Cesar Romero and Billy Gilbert are about to have a five-minute long argument about the pistachio nuts! It's hilarious and has absolutely no bearing on the plot.

It's at this point that the film really starts to pick up. Chris has been wandering the school grounds and some of the girls want to borrow her clothing for a big ice skating competition.
She lends out her clothing in good spirits only later to discover that they dressed up a bunch of their boyfriends in the clothes and paraded them out for a comical effect. 
She doesn't take this well and is only convinced to stay because of the stern personality of Larry one of the guys that fancies her.
He tells her that the girls were only having a bit of fun, and may have been a little jealous of her, thinking that she's an overly extravagant rich woman who changes clothes multiple times a day just to show off. Obviously none of them know about Chris's true intentions or the fact that she's just a normal middle-of-the-road woman. But none-the-less Larry gives her the pick up that she needs, she sticks around and decides to compete in the ice skating competition. 

Her ice skating abilities are so well-received that she ends up on the cover of Time Magazine! It means great things for Chris and the University.
Unfortunately for George Junior this also means that his wife will be aware of this and may come for him yet again. 
Now he's come all the way down to the university to inform Chris that she has to go to Florida to sell off their summer clothing. Chris is very taken aback by this, she's growing to like her University and the people that she's made friends with.
George Junior does everything in his power to convince Chris to stay with the company, but Chris is made up her mind. She won't leave her friends or her College just for the sake of making better sales, now she doesn't know that a particular gold-digging wife back in New York is going to use her as a crutch to steal money from the very company she's working for. But all the less she leaves regardless.
Now we cut over to another ice skating event, it's both an amusing dance number, fun song and a massive skate show all rolled into one.
But it seems the whole event about to crash down. Chris's name ends up in a newspaper that entangles her with George Junior and what's considered a love triangle. The university is going to suspend her for bad publicity and she's going to attempt to get back to New York to deal with the woman who put her name in the newspaper to begin with. She goes there with her boyfriend Larry and discovers that ''Marcelle La Verne'' (The Wife) is willing to drop the entire case and even alter her own story if she can get $50,000. Chris tries to go to George Junior but it turns out he doesn't have a dime to his name. He's been suspended from his local allowance and his father somewhere Havana.

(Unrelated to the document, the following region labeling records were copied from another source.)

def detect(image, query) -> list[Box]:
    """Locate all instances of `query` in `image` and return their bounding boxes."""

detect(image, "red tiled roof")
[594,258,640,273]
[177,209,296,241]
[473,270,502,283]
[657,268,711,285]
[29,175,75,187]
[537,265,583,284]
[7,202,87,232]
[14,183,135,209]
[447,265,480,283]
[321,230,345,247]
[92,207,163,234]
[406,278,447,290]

They all decided that the only way they can get cash for such a price is the hold a local skating event in the skate rink of George's Company Store. Larry's going to bring the gang from the University down to play music and Chris is going to skate her heart out.
And boy does she have her, doing a complete play of Alice in Wonderland through the Looking Glass. Not only does it when the Applause of the audience in real life but it wins the Applause of George senior in the fictional world and she's able to clear her name and relive her life back at the University.

There's this one on ball character called Waldo. And I swear he is the Proto Radar O'Reilly except he doesn't have the ability to perceive the future.